Bishop Pilla often says at funeral masses: “If you want to stay close to your loved one, stay close to Jesus.” The only one that has ever risen from the dead is Christ. And our rising from the dead, your loved ones rising from the dead is completely and totally dependent on him. This is why in the Eucharist Jesus gives us His very Body and Blood to eat and drink, so that He can be in us and we can be in Him.
If you’ve been away from the Sacraments or away from the Church maybe now is the time to come back. Divine Mercy Sunday is celebrated on the octave, the eighth day after Easter. As St. Augustine says that these next eight days are “the days of mercy and pardon”. In the year 2000 Blessed John Paul II (Who will be canonized next Sunday at the Vatican) declared that the octave day of Easter be declared from now on “Divine Mercy Sunday”. If you have been away from the sacraments you are missing out on eternal life… and there’s opportunities at every Catholic Church this week to confess your sins and be reconciled to God and to the Church. http://homilies.theprodigalfather.org/p/confession.html
It in the Celebration of the Eucharist that we are joined with the Communion of Saints, surrounded by all of your loved ones who have gone before us in Christ to the Resurrection. And if they are with Christ and we are with Christ, and if we receive Christ and He is in us and we are in Him then in a very deep and mystical way we are with them.

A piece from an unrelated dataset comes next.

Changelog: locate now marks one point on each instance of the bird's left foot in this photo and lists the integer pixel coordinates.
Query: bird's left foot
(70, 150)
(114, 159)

This is eternal life. Being born anew by baptism and becoming one with Christ in the Eucharist. It is these sacred mysteries that transform a pile of dirt, death, the wood of the cross, the empty tomb… into the Risen Christ in all his glory. It is through the Sacraments that we experience life and are no longer trapped in the horrors of sin and death. It is because of eternal life that Erica will be remembered not by a pile of dirt but a beautiful bouquet of flowers. We use flowers to imagine it because it is the flowers that first bud after the long and cold dead of winter. Erica, alive in Christ, surrounded by the bright beaming joyful faces of her loved ones and flowers.